Bu yüzden de “iş insanı” kelimesi ona hep dar gelmiştir.
“Ben iyi bir tüccar değilim” derdi gülerek, “ama girişimcilikte fena sayılmam.”
Ticaretle değil, sözüyle, emeğiyle, sözüne sadakatiyle anılırdı.
“Bizim işimizde söz, senetten daha kıymetlidir” derdi.
Bu ilkeyle yürüdü, bu topraklara da bu mirası bıraktı.
Kentin saygın isimlerinden biri olmasına rağmen hep mütevazı kaldı.

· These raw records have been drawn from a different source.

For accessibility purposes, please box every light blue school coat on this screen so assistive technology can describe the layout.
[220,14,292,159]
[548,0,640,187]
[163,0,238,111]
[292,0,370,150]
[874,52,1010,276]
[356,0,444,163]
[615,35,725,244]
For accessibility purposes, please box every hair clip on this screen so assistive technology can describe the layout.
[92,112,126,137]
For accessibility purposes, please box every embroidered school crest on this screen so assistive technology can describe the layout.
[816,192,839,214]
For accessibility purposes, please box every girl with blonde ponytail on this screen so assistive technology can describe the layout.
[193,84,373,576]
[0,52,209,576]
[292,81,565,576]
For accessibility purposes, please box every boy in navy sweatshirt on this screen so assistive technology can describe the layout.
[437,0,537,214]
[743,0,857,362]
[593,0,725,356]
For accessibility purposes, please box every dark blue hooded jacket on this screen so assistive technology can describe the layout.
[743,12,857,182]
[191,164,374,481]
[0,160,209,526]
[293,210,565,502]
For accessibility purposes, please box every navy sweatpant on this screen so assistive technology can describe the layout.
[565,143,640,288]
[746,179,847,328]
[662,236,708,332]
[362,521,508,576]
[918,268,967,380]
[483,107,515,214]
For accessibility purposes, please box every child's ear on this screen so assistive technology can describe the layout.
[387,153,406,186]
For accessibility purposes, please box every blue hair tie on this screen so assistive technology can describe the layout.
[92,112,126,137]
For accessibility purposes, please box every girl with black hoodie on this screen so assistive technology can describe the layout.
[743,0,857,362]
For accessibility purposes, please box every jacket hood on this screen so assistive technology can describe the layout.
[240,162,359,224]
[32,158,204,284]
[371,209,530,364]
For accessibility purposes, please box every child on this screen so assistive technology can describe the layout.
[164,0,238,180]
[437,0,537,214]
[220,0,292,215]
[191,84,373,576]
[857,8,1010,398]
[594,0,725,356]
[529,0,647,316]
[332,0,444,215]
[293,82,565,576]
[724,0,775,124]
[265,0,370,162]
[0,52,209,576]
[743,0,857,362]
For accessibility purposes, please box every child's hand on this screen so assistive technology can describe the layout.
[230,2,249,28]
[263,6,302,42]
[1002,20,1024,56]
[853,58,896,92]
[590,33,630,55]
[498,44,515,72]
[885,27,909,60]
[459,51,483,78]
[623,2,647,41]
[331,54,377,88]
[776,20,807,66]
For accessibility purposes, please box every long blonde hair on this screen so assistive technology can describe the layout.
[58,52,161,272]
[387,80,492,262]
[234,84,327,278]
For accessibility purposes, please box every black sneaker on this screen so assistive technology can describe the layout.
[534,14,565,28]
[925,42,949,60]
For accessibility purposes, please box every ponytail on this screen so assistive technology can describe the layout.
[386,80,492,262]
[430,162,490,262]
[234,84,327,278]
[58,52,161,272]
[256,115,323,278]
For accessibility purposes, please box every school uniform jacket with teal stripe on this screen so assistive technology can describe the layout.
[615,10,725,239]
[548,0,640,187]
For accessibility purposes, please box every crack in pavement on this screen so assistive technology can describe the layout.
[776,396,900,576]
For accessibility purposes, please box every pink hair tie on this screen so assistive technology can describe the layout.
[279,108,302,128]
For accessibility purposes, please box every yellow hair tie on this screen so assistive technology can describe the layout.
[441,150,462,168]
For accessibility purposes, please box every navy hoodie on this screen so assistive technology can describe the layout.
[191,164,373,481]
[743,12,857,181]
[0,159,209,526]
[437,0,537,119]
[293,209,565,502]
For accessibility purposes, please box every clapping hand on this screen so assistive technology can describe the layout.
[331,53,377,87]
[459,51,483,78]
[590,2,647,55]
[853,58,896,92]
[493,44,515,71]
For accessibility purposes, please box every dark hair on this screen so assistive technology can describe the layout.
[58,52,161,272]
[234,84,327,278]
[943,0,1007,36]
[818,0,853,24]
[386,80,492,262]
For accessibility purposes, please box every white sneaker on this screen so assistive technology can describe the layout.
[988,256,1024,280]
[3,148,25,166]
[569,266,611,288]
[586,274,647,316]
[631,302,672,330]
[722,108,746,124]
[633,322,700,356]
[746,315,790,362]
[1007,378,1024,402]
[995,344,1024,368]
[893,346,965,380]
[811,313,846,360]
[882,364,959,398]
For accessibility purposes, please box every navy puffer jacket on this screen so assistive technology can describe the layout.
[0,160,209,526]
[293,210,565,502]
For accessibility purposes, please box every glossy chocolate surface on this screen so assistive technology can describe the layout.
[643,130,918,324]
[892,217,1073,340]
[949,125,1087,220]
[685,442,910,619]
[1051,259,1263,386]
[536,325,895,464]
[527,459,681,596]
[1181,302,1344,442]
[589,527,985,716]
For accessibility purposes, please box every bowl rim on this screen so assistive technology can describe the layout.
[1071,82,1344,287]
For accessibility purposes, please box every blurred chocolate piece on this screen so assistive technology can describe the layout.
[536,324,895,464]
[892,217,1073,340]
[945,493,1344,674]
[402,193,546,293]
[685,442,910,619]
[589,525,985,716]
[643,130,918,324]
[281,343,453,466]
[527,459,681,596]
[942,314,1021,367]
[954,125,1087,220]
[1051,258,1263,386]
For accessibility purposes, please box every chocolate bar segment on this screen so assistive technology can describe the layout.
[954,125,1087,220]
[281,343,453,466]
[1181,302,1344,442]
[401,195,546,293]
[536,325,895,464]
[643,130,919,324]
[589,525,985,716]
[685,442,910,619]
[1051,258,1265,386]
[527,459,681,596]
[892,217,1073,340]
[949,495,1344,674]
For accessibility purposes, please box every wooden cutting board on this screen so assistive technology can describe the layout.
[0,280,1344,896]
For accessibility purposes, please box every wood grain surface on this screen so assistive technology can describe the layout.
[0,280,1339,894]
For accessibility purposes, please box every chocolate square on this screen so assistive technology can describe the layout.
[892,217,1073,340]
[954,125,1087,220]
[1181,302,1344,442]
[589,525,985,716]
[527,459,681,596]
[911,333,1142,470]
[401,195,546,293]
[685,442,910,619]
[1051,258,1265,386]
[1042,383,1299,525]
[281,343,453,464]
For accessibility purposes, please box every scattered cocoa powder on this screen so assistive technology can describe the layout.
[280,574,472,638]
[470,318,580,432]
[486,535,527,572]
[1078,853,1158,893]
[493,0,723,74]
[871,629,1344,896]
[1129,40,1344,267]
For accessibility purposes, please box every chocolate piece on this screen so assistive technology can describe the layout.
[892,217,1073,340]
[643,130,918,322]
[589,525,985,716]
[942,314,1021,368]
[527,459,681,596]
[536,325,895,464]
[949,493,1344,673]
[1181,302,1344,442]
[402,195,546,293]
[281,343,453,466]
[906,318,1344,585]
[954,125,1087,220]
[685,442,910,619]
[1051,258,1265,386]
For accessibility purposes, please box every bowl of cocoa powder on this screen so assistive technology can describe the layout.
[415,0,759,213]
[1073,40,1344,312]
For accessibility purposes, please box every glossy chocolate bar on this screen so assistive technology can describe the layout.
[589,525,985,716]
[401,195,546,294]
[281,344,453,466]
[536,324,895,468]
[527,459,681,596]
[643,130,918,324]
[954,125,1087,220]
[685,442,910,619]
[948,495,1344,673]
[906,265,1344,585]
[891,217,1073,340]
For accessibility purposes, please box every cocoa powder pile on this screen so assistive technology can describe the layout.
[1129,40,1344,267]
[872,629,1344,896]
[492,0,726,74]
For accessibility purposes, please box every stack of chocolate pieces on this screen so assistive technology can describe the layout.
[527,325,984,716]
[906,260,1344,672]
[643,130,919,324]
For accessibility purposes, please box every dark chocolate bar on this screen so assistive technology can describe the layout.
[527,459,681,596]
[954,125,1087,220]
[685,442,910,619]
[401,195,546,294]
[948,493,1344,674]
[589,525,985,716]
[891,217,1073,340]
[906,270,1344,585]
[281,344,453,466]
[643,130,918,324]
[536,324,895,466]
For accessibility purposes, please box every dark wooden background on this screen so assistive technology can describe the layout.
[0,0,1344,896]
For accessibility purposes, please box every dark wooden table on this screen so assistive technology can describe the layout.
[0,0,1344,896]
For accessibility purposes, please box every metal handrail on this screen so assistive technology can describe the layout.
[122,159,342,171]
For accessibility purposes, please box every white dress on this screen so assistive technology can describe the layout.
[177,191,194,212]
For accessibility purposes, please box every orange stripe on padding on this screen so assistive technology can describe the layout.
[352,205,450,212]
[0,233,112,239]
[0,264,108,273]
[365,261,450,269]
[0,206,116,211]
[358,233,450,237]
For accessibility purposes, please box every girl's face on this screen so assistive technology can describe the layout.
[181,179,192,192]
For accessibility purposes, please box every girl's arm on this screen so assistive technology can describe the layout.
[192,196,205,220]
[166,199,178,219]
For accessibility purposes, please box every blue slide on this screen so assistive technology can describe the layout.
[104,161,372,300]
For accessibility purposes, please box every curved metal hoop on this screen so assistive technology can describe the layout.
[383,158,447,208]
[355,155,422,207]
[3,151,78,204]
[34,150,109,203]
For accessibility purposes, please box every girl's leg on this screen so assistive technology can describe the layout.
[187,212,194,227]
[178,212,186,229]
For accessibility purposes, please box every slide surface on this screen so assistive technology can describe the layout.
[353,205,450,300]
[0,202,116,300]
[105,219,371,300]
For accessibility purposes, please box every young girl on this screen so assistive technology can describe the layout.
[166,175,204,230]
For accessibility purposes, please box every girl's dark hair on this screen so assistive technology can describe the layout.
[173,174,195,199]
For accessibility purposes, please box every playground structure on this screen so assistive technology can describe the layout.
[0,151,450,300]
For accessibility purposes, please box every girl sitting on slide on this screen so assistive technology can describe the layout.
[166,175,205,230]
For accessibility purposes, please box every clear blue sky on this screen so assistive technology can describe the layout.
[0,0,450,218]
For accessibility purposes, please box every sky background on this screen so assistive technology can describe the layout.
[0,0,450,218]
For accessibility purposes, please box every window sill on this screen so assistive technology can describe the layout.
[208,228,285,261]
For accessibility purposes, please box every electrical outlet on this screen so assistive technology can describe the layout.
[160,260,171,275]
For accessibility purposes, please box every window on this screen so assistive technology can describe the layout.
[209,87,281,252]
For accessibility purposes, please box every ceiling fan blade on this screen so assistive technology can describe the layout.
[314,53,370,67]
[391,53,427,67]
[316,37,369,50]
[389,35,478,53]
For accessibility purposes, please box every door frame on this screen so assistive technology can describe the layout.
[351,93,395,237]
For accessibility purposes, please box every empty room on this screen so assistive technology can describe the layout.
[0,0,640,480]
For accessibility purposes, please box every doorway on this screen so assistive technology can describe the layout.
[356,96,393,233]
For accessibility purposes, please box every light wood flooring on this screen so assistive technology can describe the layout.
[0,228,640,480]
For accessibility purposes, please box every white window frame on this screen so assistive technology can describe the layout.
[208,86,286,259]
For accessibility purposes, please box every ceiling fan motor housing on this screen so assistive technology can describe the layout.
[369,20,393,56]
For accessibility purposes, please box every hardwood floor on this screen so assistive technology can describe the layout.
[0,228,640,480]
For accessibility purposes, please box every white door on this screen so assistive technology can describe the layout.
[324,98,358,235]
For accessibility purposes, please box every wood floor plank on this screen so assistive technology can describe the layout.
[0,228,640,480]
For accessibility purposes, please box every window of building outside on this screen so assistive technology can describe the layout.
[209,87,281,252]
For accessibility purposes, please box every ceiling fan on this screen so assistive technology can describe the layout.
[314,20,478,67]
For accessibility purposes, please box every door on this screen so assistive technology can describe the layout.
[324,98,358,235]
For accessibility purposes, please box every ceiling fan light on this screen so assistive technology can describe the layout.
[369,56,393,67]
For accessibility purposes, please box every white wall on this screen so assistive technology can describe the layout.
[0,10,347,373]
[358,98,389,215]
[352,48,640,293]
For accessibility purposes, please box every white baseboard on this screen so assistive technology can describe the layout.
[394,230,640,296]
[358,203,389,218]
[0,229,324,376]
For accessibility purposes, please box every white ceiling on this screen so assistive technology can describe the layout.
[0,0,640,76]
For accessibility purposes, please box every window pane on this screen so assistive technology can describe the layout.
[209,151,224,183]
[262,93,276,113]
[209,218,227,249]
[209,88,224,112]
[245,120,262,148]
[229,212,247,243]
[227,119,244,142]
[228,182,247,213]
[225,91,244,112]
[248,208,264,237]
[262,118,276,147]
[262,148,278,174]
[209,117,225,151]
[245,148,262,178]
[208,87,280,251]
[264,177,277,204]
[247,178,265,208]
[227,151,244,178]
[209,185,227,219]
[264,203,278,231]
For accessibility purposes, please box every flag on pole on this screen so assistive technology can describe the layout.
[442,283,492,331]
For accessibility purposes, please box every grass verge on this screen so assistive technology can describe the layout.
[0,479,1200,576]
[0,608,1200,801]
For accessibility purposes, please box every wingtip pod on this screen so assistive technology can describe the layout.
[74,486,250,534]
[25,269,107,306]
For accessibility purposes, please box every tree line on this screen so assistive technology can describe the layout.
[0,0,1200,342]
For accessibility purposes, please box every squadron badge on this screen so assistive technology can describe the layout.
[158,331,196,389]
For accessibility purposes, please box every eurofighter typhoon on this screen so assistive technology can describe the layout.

TÜMMER Başkanlığı’na adaylığını bile genel kurula bir hafta kala koymuştu.
“Siyasete girmeyi hiç düşünmedim” demişti bir keresinde.
Kendi anlatımıyla “Çünkü ben hangi işi yapıyorsam, onun hakkını vermeye çalıştım. Dar bir kentçilik hiç yapmadım, ama Diyarbakır’a borcumu da hep hissettim” demişti.
O borcu öderken, Diyarbakır’ı sadece doğduğu yer olarak değil, inandığı yer olarak gördü.
“Diyarbakır denince aklıma bir avuç toprak gelmiyor. Bu memlekette yoksulluk çok. O yüzden burada kalmalı, burada üretmeli, burada hizmet etmeli insan” diyordu.
Yıldız Hanım’a son olarak, “Onu en çok nasıl hatırlıyorsunuz?” diye sordum.
Uzun bir sessizlikten sonra cevap verdi:
“Evde sabah çayını içerken bile plan yapardı. Hep bir üretim hali… Ama en çok Diyarbakır’ın çocuklarını düşünürdü. ‘Bu kentte taş var, toprak var, akıl var; yeter ki insanlarımız risk almaktan korkmasın’ derdi. Ben şimdi o sözleri duydukça, sesini hâlâ yanımda hissediyorum.”
Raif Türk, risk alan bir kuşaktandı.
Bir yandan gazeteci, bir yandan sanayici, ama her şeyden önce Diyarbakırlı bir gönül insanıydı.
Arkasında yalnızca bir fabrika değil, bir yaşam öğretisi bıraktı:
Sözünü tut, emeğe saygı duy, insanı yücelt.
Ve en önemlisi; taşla uğraşmaktan korkma.
Çünkü o taşlar, bu kentin alın teriyle dünyayı güzelleştirebilir.
Üçüncü ölüm yıldönümünde, Diyarbakır’ın “Raif abisi”ni saygıyla, özlemle anıyoruz.
Onun emeğiyle yoğrulmuş taşlarda hâlâ sesi,
Kent sokaklarında hâlâ izi,
Yıldız Hanım’ın gözlerinde hâlâ bakışı var.